The U.K.’s latest inflation prints on Wednesday morning came in ahead of expectations, with the consumer price index up 0.5% month-on-month for June versus a Reuters poll consensus of 0.2%. This represented a 2.5% annual climb, the highest since August 2018 and up from 2.1% in May.

The central bank has projected that inflation will peak above 3% by the end of the year as the economy bounces back from its historic decline in 2020, but will be transitory and does not require a hawkish pivot in monetary policy.

“One shouldn’t expect the reopening of the economy to be smooth, this is not something that you can just close down and reopen without bumps in the way,” Cunliffe told CNBC’s Joumanna Bercetche.

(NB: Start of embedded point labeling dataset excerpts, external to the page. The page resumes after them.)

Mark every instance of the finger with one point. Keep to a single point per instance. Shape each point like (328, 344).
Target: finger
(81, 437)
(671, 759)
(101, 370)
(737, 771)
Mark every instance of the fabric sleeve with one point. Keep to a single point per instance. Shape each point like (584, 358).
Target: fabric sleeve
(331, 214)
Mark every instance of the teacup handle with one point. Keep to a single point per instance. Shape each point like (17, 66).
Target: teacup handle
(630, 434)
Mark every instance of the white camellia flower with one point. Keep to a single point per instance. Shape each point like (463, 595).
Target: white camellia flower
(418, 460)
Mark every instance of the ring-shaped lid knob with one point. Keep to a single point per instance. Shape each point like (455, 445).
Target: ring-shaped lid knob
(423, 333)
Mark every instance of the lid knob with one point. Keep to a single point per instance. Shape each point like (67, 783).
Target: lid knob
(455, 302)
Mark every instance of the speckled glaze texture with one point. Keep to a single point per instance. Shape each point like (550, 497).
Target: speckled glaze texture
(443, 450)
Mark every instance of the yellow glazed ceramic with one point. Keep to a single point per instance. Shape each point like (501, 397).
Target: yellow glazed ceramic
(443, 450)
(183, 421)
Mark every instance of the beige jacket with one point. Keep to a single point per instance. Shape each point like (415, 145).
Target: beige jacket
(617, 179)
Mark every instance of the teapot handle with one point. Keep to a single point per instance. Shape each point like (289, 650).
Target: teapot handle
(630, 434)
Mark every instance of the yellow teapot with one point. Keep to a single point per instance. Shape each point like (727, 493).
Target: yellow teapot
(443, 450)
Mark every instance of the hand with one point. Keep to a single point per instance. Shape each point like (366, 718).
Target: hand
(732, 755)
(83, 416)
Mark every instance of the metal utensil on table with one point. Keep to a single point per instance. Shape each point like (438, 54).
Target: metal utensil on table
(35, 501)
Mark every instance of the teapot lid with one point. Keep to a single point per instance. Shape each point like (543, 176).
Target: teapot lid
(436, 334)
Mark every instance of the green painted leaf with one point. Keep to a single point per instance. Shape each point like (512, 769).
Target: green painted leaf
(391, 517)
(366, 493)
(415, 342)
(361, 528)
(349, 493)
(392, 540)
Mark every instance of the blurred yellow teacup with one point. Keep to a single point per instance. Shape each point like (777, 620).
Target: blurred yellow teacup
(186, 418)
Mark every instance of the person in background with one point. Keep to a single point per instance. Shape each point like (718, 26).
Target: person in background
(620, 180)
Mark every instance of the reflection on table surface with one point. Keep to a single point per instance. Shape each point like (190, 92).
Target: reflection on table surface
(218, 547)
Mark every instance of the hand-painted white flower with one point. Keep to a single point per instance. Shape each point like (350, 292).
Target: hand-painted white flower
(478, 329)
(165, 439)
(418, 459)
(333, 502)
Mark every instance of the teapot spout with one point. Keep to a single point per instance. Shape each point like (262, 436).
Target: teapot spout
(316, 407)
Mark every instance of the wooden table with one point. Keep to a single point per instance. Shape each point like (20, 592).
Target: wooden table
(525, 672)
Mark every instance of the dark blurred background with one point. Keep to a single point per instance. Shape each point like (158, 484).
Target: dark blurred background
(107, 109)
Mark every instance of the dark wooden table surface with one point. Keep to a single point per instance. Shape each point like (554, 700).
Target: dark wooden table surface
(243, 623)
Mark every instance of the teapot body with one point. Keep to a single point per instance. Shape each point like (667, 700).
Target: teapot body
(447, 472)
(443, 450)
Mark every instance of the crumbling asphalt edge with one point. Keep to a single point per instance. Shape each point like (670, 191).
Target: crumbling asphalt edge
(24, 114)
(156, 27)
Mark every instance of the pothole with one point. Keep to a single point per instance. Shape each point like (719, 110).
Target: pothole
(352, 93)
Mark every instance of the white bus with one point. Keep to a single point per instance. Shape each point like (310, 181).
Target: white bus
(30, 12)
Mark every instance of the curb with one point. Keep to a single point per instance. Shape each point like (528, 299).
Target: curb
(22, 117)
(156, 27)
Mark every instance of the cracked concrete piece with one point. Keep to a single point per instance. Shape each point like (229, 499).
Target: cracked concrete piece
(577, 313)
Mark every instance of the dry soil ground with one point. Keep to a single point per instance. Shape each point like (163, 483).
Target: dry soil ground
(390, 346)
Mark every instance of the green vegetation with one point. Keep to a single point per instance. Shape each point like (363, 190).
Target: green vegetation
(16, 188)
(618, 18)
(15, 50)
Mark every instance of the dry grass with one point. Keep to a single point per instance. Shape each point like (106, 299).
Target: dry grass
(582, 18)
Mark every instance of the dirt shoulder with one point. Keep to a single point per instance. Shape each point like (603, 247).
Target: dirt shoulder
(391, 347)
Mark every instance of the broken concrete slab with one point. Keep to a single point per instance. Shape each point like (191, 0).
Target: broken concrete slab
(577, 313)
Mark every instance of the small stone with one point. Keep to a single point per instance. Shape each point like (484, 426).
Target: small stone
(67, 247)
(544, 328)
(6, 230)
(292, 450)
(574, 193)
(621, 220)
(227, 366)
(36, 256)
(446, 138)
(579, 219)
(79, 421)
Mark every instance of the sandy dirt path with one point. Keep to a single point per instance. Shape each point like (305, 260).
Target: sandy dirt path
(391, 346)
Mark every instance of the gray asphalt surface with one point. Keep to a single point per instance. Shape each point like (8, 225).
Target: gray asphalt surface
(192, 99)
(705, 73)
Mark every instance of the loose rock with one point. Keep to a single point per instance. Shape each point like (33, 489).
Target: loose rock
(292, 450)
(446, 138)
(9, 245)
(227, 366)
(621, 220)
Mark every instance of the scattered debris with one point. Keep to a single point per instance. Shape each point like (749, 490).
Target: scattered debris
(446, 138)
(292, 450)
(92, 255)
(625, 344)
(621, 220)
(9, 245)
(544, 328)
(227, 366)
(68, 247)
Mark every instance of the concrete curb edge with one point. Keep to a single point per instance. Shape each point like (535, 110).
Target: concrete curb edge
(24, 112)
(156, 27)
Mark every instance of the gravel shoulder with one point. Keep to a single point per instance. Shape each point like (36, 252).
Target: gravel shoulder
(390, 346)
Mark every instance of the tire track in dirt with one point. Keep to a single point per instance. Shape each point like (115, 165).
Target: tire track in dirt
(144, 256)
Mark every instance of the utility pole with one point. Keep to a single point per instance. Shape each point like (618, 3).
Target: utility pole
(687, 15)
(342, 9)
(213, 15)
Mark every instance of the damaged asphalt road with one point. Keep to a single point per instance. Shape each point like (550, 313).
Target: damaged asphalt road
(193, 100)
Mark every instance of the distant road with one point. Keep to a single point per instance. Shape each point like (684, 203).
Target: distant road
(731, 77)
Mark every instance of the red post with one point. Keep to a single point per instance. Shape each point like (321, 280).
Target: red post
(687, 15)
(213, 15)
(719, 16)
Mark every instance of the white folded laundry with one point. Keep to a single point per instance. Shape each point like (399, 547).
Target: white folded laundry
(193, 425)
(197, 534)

He added that the central bank had long been expecting a “burst in demand” as households unleashed a lot of the involuntary savings accumulated during long periods of strict lockdown measures. Meanwhile constraints to supply in both the goods and services sectors, along with the labor market, have added inflationary pressure.

Bank of England Governor Andrew Bailey said earlier this week that the rapid rollout of the U.K.’s vaccination program has boosted the country’s economic outlook, even as it battles surging cases of the highly-transmissible delta variant of Covid-19.

The Bank held its monetary policy steady at its last meeting — keeping its main lending rate at a historic low of 0.1% and its asset purchase program at its current £895 billion ($1.3 trillion) level — but vowed to monitor rising inflation.

On Tuesday, the Bank also scrapped its pandemic-era restrictions on banks paying dividends, saying its stress tests had confirmed that the likes of HSBC, Barclays and other major lenders had ample capital to survive the economic fallout from the pandemic.